Southern Athletic
- Full name: Southern Athletic Football Club
- Nickname: the Athletics
- Founded: 1884
- Dissolved: 1894
- Ground: Moray Park
- Hon. secretary: John Christie Jr.
- Match secretary: James Kirkland, Hugh A. Mackay
| 1884–90 colours | 1890–94 colours |

= Southern Athletic F.C. =

Association football club in Glasgow City, Scotland

Southern Athletic Football Club was a 19th-century football club based in Strathbungo, in Glasgow.

==History==

Southern Athletic F.C. was founded in 1884 out of a cricket club and had 35 members by the end of its first season, when it joined the Scottish Football Association.

Its first Scottish Cup entry was in 1885–86, and it lost to Cambridge, but protested about the non-registration of several Cambridge players, and the Scottish FA ordered a replay to take place at Moray Park. It was to no avail as Cambridge won the second tie as well.

It set the scene for the club's record in competitive football. In 9 Scottish Cup entries, until its final entry in 1893–94, Southern Athletic never won a tie. Its one appearance in the second round, in 1887–88, was down to the luck of the draw, and getting a bye in the first round; in the second, the Athletic lost 9–1 at Cowlairs, despite the "excellent goalkeeper [Fotheringham, also a star batsman], who saved many a well-directed shot". Indeed, the club scratched from 4 of its final 5 entries.

The club did however win one match in the Glasgow Cup, a competition the club only entered from 1887–88 to 1889–90; in 1888–89 it won 3–2 at Temperance Athletic in the first round. In the second it lost 8–0 at Clyde. Its last appearance in the competition was its heaviest competitive defeat, 12–0 at Cambuslang. The club also entered the Govan Jubilee Cup from 1887–88 to 1890–91, again losing in the first round in each.

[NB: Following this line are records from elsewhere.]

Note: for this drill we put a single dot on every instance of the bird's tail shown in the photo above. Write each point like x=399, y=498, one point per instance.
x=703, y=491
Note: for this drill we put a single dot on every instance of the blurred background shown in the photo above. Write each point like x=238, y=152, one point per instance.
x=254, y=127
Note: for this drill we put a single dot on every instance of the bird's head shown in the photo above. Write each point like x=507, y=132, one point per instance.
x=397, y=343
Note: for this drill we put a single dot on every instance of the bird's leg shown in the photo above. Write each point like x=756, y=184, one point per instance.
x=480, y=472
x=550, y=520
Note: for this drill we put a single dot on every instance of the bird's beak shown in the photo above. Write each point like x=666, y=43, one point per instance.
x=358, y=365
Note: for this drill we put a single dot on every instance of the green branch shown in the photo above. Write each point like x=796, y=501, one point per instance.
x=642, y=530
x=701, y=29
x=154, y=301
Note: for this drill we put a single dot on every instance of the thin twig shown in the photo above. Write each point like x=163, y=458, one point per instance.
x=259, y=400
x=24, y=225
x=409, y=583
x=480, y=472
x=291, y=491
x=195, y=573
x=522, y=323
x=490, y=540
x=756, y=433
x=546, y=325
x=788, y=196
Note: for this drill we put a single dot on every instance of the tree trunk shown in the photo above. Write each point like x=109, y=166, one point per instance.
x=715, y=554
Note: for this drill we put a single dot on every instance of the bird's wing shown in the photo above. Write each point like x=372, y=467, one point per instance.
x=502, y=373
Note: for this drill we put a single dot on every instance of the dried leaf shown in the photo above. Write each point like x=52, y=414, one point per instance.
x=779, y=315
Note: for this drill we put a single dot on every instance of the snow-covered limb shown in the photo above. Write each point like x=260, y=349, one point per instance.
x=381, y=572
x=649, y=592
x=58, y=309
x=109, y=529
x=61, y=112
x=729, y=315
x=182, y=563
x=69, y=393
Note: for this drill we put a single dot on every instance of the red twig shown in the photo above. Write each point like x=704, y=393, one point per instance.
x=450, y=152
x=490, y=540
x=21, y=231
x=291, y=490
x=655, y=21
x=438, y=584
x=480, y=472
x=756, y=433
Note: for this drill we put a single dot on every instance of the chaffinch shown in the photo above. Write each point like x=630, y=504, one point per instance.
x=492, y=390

The Athletics' last Scottish Cup tie was a 6–1 defeat at home to Royal Albert in the first qualifying round in 1891–92. The last recorded matches for the club are from the 1892–93 season; it did enter the Cup for the following year but scratched to the Black Watch.

==Colours==

The club originally ore one-inch hooped navy blue and white jerseys with blue knickers. In 1890 it changed the colour of the hoops and shorts from navy to black.

==Grounds==

The club's ground was at Moray Park, 3 minutes' walk from Strathbungo railway station.